7 Image Datasets for Classification and How to Build Your Own
What Are Image Datasets?
Image classification is a computer vision task aimed at understanding the main subject of an image and classifying it into one of several classes or categories. Image classification is applied to images with only one object, as opposed to object detection which is tasked with identifying multiple objects within a single image.
Image classification algorithms are trained and tested using image datasets. These are collections of example images similar to those the algorithm will encounter in real life. Supervised models are trained and tested using labeled image datasets—these labels provide the “ground truth” the algorithm can learn from. Unsupervised models can be trained with unlabeled datasets.

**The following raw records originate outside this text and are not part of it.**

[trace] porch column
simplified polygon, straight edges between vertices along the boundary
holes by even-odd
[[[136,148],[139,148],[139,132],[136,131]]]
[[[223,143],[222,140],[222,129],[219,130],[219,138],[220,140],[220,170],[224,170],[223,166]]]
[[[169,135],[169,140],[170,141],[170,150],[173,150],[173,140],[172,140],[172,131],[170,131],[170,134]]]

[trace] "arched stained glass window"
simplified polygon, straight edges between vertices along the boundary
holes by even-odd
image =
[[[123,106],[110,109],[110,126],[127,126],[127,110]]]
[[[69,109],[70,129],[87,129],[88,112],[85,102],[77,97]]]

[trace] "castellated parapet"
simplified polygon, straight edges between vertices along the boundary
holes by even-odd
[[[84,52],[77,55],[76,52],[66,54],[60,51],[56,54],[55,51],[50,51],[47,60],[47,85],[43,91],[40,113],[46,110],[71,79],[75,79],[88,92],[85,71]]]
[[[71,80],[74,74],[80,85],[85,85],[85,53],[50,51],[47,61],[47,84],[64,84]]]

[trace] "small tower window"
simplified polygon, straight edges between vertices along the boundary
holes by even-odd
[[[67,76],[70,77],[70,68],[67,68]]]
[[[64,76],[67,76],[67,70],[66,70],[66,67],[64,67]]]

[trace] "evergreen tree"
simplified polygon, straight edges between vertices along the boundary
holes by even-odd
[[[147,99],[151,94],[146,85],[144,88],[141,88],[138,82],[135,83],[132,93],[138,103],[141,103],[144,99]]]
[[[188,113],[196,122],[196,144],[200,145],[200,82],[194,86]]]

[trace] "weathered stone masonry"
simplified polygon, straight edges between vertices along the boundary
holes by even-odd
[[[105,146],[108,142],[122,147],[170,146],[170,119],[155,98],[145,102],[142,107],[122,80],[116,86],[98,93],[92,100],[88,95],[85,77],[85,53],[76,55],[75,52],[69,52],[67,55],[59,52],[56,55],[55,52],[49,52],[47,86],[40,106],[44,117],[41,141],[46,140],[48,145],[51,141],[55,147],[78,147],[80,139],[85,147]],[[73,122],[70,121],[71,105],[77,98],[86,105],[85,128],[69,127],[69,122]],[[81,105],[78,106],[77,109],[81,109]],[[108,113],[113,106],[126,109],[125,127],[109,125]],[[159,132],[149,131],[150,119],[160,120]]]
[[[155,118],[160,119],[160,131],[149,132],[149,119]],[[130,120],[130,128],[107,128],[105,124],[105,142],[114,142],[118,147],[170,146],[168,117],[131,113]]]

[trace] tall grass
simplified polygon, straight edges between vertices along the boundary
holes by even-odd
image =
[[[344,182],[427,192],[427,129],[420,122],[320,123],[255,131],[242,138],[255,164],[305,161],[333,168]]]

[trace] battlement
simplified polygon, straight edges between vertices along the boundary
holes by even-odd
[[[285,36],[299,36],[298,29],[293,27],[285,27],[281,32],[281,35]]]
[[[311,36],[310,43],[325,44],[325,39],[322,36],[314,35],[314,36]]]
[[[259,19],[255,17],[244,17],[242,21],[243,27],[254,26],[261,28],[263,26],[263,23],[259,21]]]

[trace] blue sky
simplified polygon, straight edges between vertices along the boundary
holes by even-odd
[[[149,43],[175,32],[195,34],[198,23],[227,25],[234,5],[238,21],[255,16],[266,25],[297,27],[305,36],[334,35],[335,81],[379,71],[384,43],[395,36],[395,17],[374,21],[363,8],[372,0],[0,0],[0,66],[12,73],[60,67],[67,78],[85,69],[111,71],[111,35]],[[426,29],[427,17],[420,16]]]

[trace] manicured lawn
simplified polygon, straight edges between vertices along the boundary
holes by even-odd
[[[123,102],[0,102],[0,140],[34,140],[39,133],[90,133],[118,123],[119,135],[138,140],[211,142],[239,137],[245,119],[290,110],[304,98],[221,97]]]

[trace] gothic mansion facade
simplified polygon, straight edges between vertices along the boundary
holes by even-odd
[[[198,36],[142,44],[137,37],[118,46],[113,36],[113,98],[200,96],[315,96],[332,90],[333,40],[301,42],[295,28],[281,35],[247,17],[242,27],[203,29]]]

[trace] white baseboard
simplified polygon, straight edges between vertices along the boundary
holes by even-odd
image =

One use of image dataset is for training image classification models. A dataset is typically split into training and testing sets. For example, 70% of the images can be used to initially train the algorithm (the training set), and the remaining 30% can be used as unseen examples to test the algorithm’s performance (the testing set).
Another common use of image datasets is as a benchmark for computer vision algorithms. Applying multiple algorithms to the same dataset can be an effective way to compare their performance for a given task.
In this article
Image Datasets for Image Classification
Below are a few examples of popular image datasets. However, they are not “one size fits all”. You’ll need to carefully evaluate if each dataset provides the specific images you need for training. If not, you’ll have to look for other datasets or in some cases, build your own.
ImageNet is an annotated image dataset based on the WordNet hierarchy. The ImageNet Large Scale Visual Recognition Challenge (ILSVRC) has used this dataset since 2010 as a benchmark for image classification. The publicly available dataset includes an annotated training set and an unannotated test set.
There are two types of annotations in ILSVRC:
- Image-level annotations provide binary labels to indicate the absence or presence of a given object class within an image. For example, “there are boats in this image” or “there are no cars.”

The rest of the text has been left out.